Affettività e carcere: il binomio è possibile? «Quando l’articolo 28 dell’ordinamento penitenziario prevede che l’amministrazione penitenziaria deve dedicare particolare cura a mantenere, migliorare o ristabilire le relazioni dei detenuti e degli internati con le famiglie, significa che il legislatore considera gli affetti imprescindibili nel percorso di reinserimento sociale previsto dalla Costituzione. Affettività significa contatto, relazione, tempo passato assieme, assunzione di responsabilità, attenzione nei confronti dei propri familiari o di persone significative nella vita del detenuto. Significa anche sessualità. Cioè tutto ciò di cui priva il carcere nella realtà attuale. Se più che parlarne, si attuasse quel che prevedono i principi del nostro codice penitenziario, avremmo già fatto un passo avanti nelle direzione giusta». Rita Bernardini, membro del Consiglio generale del Partito Radicale e presidente di Nessuno Tocchi Caino, spiega perché garantire il diritto agli affetti è importante non solo ai fini dei percorsi rieducativi dei detenuti ma anche per i congiunti “incolpevoli”, mogli, madri, padri, figli.

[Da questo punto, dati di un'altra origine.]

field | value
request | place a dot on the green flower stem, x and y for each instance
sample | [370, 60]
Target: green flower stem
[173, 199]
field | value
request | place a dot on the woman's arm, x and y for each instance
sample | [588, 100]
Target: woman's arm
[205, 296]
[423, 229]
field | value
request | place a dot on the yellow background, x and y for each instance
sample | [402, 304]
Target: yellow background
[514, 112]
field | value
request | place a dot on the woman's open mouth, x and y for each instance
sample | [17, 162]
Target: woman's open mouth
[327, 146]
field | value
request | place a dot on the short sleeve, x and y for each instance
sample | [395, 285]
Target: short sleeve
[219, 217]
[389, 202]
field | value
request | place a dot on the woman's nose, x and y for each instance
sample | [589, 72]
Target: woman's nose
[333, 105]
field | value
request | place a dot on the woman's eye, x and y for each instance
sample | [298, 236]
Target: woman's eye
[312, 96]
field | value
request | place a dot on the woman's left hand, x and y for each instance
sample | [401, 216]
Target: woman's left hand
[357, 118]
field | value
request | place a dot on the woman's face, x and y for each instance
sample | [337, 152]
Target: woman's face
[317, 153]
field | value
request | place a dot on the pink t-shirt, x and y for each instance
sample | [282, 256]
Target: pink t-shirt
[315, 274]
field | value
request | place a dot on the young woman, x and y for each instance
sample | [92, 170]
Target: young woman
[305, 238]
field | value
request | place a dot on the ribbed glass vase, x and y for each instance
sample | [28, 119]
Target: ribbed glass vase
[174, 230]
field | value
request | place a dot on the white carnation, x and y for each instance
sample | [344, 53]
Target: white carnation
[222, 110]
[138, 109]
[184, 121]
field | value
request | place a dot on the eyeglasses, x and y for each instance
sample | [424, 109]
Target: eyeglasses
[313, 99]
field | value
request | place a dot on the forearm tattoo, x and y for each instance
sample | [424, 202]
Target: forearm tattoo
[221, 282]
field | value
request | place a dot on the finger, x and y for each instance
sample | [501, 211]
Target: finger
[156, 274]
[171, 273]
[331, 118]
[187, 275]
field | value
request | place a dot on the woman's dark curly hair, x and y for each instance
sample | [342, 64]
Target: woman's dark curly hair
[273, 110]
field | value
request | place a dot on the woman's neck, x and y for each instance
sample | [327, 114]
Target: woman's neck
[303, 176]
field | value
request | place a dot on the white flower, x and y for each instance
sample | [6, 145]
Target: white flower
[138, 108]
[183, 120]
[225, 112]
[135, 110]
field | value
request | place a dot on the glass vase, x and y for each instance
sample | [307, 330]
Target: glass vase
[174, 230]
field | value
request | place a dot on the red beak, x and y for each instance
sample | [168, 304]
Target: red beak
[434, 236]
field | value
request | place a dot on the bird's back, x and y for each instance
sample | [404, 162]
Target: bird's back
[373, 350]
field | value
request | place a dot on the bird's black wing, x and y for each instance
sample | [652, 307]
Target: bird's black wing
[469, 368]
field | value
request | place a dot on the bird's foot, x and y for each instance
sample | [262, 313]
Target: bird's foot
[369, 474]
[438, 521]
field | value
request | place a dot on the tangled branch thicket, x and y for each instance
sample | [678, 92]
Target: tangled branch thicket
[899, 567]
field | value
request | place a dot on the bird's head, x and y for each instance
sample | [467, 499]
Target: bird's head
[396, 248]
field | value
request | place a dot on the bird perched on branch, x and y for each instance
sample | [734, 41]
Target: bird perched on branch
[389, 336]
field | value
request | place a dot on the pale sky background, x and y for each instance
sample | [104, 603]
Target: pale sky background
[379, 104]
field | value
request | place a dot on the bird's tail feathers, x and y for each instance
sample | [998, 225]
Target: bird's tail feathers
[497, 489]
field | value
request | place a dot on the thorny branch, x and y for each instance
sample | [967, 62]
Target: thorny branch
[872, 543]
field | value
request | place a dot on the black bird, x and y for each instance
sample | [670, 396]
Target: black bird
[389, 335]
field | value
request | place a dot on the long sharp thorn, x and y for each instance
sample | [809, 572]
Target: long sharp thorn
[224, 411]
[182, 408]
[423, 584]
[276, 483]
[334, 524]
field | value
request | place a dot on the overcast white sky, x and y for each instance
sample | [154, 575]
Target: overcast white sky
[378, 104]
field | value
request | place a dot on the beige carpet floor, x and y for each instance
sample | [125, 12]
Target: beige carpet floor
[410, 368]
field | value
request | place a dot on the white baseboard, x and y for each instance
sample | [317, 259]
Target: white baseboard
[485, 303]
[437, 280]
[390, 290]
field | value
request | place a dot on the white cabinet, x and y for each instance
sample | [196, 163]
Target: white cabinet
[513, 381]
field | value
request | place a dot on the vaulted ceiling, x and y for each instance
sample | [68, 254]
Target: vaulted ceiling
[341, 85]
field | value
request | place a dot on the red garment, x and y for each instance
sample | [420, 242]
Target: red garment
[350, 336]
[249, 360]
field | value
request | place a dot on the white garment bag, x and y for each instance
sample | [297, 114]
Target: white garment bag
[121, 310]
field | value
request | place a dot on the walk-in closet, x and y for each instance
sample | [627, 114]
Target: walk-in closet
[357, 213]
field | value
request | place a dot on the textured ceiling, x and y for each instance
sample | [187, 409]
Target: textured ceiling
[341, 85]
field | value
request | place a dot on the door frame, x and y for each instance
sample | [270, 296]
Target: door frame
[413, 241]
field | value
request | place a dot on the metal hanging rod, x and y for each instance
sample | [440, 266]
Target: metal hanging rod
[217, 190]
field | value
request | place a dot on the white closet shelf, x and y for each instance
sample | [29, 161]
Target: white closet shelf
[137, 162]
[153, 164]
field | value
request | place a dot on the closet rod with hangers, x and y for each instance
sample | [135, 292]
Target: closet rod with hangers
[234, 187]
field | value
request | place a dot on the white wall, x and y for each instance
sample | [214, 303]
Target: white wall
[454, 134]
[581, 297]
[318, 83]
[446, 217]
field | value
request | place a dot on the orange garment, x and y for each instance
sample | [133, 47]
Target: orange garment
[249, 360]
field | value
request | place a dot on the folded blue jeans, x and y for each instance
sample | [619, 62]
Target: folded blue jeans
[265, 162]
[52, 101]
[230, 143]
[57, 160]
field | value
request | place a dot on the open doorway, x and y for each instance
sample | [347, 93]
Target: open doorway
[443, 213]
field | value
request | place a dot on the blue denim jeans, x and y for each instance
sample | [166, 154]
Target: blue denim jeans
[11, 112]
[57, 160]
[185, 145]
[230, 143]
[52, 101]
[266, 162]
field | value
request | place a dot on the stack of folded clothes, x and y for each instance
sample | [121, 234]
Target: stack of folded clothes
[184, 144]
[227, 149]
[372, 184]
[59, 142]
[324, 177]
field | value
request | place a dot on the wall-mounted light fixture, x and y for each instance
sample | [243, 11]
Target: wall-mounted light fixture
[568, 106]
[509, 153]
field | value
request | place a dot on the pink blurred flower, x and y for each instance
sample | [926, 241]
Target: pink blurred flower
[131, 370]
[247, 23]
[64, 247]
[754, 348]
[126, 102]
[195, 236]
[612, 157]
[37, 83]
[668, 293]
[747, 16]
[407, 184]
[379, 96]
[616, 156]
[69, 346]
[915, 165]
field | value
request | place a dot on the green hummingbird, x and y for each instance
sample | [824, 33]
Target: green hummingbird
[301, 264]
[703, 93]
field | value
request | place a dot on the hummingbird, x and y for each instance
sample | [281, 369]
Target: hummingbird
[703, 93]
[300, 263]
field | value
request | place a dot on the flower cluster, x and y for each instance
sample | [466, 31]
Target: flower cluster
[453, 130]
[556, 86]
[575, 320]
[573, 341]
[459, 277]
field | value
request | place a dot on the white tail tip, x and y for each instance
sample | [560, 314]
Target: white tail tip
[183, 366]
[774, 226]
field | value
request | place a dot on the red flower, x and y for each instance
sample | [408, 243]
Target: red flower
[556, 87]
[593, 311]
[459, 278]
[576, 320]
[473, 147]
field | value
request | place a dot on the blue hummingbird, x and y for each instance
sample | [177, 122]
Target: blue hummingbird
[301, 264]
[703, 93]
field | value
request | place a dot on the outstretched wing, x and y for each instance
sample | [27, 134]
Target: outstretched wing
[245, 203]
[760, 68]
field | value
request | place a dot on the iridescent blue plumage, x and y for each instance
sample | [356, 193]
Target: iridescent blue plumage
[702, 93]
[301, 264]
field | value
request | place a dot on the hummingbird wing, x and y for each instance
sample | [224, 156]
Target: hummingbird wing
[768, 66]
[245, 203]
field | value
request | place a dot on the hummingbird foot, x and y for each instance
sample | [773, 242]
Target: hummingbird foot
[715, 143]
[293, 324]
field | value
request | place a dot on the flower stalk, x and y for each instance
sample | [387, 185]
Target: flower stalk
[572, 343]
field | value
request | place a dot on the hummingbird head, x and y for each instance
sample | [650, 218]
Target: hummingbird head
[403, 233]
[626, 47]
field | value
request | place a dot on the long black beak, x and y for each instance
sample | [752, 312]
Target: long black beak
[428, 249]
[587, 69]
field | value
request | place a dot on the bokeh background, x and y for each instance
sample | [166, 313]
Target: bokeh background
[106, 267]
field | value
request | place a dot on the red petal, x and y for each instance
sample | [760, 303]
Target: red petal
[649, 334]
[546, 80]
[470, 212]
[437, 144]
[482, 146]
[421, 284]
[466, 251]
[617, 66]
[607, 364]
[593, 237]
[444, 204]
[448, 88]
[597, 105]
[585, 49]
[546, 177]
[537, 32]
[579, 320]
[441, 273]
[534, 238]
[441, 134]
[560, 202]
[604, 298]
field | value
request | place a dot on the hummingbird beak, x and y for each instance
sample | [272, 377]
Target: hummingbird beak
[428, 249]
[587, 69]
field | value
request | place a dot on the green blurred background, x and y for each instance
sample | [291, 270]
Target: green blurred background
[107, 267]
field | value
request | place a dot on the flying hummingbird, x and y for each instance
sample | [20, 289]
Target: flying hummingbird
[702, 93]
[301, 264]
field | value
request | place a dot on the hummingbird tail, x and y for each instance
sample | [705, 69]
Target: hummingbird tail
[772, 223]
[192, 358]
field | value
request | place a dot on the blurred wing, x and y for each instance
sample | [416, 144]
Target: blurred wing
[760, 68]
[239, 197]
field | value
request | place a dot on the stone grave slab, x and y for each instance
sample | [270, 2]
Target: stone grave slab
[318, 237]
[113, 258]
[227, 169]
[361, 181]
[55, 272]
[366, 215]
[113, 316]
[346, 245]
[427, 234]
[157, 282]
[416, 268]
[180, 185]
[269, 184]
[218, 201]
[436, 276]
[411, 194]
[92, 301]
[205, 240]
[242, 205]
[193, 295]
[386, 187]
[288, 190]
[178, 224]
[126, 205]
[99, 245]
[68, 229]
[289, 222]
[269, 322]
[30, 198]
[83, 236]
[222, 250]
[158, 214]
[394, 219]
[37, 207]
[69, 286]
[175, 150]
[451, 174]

«Pensiamo a quelle decine di migliaia di bambini che all’improvviso, e per anni, vengono privati del rapporto con il padre o la madre rinchiusi in carcere; molti di questi minori sovente soffrono di patologie psicologiche delle quali risentiranno per tutta la vita. Mi sono passati per le mani decine e decine di certificati medici che documentano queste vere e proprie malattie, soprattutto quando il genitore è recluso a centinaia di chilometri dal luogo di residenza della sua famiglia. E ora, con la pandemia da Covid-19, sono ben otto mesi che i colloqui di persona con i figli piccoli sono praticamente aboliti se non, ultimamente, attraverso un triste e alienante vetro divisorio». È un terreno su cui teoria e pratica sembrano prendere direzioni assai diverse.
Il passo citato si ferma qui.